Moim kolejnym przystankiem we Frankfurcie był rynek, czyli tak zwany Römerberg. Jak już pisałam, jest on dość specyficzny, bo znajduje się na górce (o czym świadczy nawet jego nazwa - "Berg" to po niemiecku "góra") opadającej w kierunku Menu. Przespacerowałam się też trochę w jego okolicy, oglądając katedrę frankfurcką, Paulskirche i Saalgasse.
Zaczęłam od katedry (Dom), która z zewnątrz prezentowała się imponująco...
... ale w środku nie była już tak ciekawa. Zaskoczyły mnie jednak organy umieszczone w nawie bocznej, a nie w głównej, jak to zwykle bywa.
Po wizycie w katedrze ruszyłam na poszukiwanie rynku, ale po drodze mój wzrok przyciągnął kościółek ze środkowego zdjęcia, więc postanowiłam zboczyć trochę z trasy i przyjrzeć mu się z bliska...
... a po drodze natknęłam się przypadkiem na kolejny obiekt, którego miałam szukać - Paulskirche, czyli miejsce, w którym odbywał się parlament frankfurcki podczas Wiosny Ludów w 1848 roku (dla niezaznajomionych z historią Niemiec - parlament ten był pierwszym niemieckim parlamentem wybranym w wyborach i zaproponował koronę cesarską królowi pruskiemu Fryderykowi Wilhelmowi IV, na co ten odparł, że nie będzie podnosił korony z błota, bo chciał dostać władzę od książąt niemieckich, a nie od ludu). Kościół z zewnątrz wygląda tak...
... a w środku tak (kto widzi flagę Berlina na ostatnim zdjęciu? :D).
A to już Römerberg...
... na którym odbywał się właśnie protest głodowy w obronie Kurdystanu, co zupełnie zbiło mnie z pantałyku. ;)
Podejrzewam, że niemieccy burmistrzowie lubią sobie wypić, bo praktycznie w każdym ratuszu w Niemczech znajduje się "Ratskeller", czyli knajpa w piwnicy. ;)
Następnie ruszyłam żwawo do Kaisersaal, żeby zdążyć ją zobaczyć przed zamknięciem, do którego zostało mi akurat 15 minut. Jest to pomieszczenie w ratuszu (Römer), gdzie można podziwiać ogromne malowidła przedstawiające niemieckich cesarzy.
A tak prezentował się widok na Römerberg i Dom z okien ratusza.

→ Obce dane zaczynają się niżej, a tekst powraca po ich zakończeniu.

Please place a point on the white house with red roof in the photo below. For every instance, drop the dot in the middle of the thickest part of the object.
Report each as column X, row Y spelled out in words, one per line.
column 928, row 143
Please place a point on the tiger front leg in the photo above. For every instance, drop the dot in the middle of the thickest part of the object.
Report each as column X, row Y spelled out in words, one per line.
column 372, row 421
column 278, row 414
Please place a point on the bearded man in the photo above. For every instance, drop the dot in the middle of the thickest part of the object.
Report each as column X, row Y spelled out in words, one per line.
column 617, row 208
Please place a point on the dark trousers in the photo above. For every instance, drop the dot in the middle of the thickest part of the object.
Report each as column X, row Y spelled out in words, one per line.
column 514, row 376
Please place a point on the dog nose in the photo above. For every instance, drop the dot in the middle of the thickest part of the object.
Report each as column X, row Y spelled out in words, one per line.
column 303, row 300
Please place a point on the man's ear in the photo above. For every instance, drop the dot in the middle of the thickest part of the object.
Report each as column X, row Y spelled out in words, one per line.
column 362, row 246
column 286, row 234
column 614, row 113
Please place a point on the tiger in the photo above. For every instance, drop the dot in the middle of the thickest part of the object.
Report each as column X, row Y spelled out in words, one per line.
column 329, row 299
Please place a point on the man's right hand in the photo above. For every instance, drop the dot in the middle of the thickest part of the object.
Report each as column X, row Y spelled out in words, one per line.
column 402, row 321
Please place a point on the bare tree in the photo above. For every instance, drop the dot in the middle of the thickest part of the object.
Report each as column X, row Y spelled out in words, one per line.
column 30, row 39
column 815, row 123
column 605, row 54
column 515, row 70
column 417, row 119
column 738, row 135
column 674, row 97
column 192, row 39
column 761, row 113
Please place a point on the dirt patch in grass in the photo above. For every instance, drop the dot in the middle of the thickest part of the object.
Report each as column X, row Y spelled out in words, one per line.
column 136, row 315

Na koniec przeszłam się jeszcze Saalgasse, czyli uliczką na tyłach rynku, która słynie z interesującej nowoczesnej architektury. Wszystko ładnie, pięknie, ale ja dodałabym tam jeszcze jakieś graffiti i byłoby idealnie. ;)
Translation
I visited also Old Town in Frankfurt and I saw Römerberg, Paulskirche and Saalgasse. I quite enjoyed my walk there (especially because it wasn't snowing and got a bit warmer) but was very surprised to see there a hunger strike to manifest their support for freeing Kurdistan.